Anonymous 0 Comments

Genes aren’t smart. They don’t look out at the environment and change accordingly. They just produce random variations, and if those variations work well in the current environment, that creature reproduces and that gene occurs more often, and if they work poorly, they occur less often.

Take the [peppered moth](https://en.wikipedia.org/wiki/Peppered_moth_evolution) as a buggy example. This is a light colored moth living in England. Occasionally one will hatch and be a very dark color.
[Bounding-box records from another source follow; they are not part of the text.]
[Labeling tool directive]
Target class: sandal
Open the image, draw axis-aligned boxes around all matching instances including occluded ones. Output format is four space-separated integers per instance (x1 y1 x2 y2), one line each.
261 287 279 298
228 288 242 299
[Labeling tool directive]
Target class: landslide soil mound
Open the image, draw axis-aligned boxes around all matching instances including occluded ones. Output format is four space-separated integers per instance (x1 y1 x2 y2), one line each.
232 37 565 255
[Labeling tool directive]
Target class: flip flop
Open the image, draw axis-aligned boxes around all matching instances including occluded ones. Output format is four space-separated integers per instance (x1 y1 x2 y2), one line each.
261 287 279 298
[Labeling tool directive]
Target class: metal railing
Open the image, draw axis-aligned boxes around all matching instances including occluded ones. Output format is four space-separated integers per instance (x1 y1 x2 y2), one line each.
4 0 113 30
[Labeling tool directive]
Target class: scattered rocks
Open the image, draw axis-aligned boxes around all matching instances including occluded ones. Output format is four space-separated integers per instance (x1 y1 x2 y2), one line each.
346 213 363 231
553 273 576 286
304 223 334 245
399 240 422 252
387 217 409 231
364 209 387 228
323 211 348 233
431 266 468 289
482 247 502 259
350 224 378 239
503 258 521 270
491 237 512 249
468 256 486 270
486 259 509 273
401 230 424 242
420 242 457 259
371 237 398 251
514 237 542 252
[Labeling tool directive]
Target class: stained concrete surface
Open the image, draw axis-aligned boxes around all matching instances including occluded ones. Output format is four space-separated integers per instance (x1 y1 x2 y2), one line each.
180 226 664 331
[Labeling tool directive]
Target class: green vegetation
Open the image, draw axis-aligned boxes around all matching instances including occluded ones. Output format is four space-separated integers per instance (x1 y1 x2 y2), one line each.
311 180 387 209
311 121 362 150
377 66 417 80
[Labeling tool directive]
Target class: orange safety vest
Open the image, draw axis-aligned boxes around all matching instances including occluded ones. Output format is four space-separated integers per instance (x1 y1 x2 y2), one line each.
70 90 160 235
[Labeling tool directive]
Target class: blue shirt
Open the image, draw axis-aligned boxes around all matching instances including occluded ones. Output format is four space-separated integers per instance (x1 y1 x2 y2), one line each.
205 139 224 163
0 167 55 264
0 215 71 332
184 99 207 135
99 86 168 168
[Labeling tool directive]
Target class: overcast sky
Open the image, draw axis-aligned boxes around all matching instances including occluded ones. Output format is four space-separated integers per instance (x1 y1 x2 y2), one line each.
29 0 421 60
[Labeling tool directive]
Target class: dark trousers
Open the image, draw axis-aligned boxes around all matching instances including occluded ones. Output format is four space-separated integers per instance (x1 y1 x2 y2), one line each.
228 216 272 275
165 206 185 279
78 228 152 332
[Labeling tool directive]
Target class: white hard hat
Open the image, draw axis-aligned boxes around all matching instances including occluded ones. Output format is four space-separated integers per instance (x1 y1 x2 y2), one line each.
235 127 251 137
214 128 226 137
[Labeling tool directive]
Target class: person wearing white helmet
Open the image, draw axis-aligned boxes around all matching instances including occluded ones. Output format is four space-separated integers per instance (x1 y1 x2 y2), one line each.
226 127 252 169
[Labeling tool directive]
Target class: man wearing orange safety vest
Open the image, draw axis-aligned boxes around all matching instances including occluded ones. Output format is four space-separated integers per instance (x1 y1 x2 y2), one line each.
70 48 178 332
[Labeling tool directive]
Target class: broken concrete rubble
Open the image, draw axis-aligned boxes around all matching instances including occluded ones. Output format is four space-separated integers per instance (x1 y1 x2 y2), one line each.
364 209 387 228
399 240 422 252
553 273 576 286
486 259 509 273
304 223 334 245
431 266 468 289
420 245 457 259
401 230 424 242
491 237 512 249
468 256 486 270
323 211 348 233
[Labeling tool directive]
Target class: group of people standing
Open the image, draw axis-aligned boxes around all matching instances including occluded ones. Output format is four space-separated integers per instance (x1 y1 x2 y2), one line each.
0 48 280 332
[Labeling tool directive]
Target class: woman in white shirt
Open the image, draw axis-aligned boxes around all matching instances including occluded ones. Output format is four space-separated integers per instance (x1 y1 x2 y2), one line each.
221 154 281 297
Light colored moths are well camouflaged against light colored trees, while dark colored moths are eaten by birds.

During the early Industrial Revolution, coal soot darkened a lot of the surrounding area. Suddenly, the dark moths became way more common and the light moths were rare.

What happened wasn’t a case of the moths getting together and saying “alright lads, time to switch on Dark Mode.” It was a case of birds eating the light colored moths while the dark ones were now well hidden.

Environmental change triggered natural selection, but the key part here as it relates to your question is the adaptive gene *was already in the population.* Dark moths had been showing up presumably for thousands of years, all the coal ash did was flip this from a downside to an upside.

When the environment changes, it will favor the portion of the bug population that is already well adapted to the new environment. If that portion doesn’t exist, then the change will just wipe out the entire population.